Le 17 février 2010, la société ISO 2000 a souscrit, auprès de la Banque Populaire, un prêt n°07051506 (le prêt professionnel) d’un montant de 50.000 euros au taux annuel de 5.8%.
Le même jour, M. Z s’est porté caution solidaire pour une durée de 108 mois et dans la limite de 30% de l’encourt du prêt souscrits par la société ISO 2000.
Le 16 novembre 2012, la Banque Populaire a conclu avec M. Z un acte de cautionnement solidaire pour un montant de 40.000 euros pour 10 ans couvrant 'tous engagements’ accordés à la société ISO 2000.
Le 4 juin 2014, la société ISO 2000 a été placé en redressement judiciaire.
La Banque Populaire a déclaré sa créance au passif de la procédure collective.
Le 20 janvier 2016, la société ISO 2000 a été placé en liquidation judiciaire.

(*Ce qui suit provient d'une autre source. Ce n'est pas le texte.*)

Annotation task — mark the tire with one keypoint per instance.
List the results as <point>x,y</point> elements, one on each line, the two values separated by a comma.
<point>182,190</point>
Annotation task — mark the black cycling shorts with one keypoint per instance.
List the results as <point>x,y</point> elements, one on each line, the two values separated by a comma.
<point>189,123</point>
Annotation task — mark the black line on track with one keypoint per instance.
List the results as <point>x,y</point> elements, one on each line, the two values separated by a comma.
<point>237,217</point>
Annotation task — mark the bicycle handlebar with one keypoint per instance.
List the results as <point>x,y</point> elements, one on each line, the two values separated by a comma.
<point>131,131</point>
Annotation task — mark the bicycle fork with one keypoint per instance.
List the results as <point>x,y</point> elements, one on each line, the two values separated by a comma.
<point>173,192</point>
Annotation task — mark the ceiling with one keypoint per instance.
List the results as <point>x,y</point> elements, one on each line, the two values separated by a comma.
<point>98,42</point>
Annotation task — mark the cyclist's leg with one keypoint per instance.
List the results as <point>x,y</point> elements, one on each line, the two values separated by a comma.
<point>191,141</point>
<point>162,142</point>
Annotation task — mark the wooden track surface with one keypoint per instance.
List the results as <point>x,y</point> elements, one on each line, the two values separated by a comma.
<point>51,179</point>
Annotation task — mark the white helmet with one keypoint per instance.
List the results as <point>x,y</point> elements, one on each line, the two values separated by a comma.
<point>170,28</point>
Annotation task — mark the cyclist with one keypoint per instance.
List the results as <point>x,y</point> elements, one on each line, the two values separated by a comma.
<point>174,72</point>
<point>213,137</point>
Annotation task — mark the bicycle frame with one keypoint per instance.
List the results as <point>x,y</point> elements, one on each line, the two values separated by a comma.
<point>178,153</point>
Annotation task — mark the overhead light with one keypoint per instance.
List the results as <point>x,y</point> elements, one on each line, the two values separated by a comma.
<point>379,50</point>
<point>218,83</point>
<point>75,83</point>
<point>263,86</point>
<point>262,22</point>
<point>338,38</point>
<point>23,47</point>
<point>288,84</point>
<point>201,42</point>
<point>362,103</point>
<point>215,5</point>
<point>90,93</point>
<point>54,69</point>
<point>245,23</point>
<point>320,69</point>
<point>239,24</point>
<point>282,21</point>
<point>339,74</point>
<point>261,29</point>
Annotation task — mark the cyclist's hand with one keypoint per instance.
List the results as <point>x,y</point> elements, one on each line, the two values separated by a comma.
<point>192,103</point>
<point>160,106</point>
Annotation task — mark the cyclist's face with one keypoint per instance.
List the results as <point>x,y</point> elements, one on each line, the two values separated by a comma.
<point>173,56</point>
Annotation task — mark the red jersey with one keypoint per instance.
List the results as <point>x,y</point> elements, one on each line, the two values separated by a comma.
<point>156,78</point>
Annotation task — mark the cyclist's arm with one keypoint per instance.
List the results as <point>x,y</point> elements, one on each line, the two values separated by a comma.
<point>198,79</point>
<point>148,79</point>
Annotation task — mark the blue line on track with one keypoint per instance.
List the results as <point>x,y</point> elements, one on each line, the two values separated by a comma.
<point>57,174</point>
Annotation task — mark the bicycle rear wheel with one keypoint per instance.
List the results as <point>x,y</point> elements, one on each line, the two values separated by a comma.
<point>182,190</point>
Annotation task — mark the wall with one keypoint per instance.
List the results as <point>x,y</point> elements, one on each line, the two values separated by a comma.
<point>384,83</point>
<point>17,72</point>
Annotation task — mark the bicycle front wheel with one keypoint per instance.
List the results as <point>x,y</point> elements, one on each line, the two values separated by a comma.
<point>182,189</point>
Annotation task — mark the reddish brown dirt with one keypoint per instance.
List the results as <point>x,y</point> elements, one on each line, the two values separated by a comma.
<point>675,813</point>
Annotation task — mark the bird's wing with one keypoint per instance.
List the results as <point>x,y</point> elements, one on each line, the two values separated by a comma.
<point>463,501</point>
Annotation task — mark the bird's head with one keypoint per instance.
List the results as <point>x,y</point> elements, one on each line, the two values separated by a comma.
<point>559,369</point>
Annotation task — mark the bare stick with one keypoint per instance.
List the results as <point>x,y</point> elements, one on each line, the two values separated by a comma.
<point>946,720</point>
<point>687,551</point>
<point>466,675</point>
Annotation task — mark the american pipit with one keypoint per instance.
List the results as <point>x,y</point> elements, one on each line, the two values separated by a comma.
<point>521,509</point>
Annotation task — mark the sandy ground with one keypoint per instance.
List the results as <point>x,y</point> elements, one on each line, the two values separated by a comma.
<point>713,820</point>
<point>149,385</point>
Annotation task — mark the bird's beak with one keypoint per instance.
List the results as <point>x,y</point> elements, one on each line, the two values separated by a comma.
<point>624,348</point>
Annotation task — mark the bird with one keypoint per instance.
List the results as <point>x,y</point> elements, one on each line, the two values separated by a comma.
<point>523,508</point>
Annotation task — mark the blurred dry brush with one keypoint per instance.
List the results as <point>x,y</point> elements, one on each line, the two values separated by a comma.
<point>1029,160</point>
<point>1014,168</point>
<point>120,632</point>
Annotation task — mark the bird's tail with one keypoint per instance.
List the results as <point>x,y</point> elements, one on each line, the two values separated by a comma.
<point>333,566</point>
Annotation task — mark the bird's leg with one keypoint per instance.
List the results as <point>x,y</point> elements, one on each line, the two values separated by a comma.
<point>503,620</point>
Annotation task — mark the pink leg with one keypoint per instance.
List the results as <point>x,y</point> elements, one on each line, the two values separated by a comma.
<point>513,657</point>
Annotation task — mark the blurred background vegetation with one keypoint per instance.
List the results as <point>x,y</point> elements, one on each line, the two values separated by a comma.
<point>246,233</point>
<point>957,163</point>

La Banque Populaire a confirmé au liquidateur le quantum de sa créance.
Les 11 février, 29 avril et 2 août 2016, la Banque Populaire a mis en demeure M. Z de payer la somme de 46.203,22 euros.
Le 29 septembre 2016, la Banque Populaire a assigné M. Z en paiement de ses créances.
Par jugement en date du 23 avril 2018, le tribunal de commerce de Saint-Brieuc a :
— Dit que la Banque Populaire grand ouest vient aux droits de la Banque Populaire de l’ouest en raison de la fusion absorption intervenue le 7 décembre 2017,
— Débouté M. Z de sa demande de déclarer nul l’engagement de caution du 17 février 2010,
— Débouté la Banque Populaire de sa demande de voir condamner M. Z à lui régler la somme de 38.914,79 euros au titre du débit du compte professionnel au titre de son engagement de caution du 16 novembre 2012,
— Débouté la Banque Populaire de sa demande de voir condamner M. Z à lui régler la somme de 7.428,99 euros au titre du prêt professionnel,
— Condamné la Banque Populaire à payer à M. Z la somme de 1.000 euros au titre des dispositions de l’article 700 du code de procédure civile,
— Dit qu’il n’y a pas lieu d’ordonner l’exécution provisoire du présent jugement,
— Condamné la Banque Populaire aux entiers dépens de 1'instance,
— Dit les parties mal fondées en leurs demandes plus amples ou contraires au dispositif du jugement, les en a deboutés respectivement.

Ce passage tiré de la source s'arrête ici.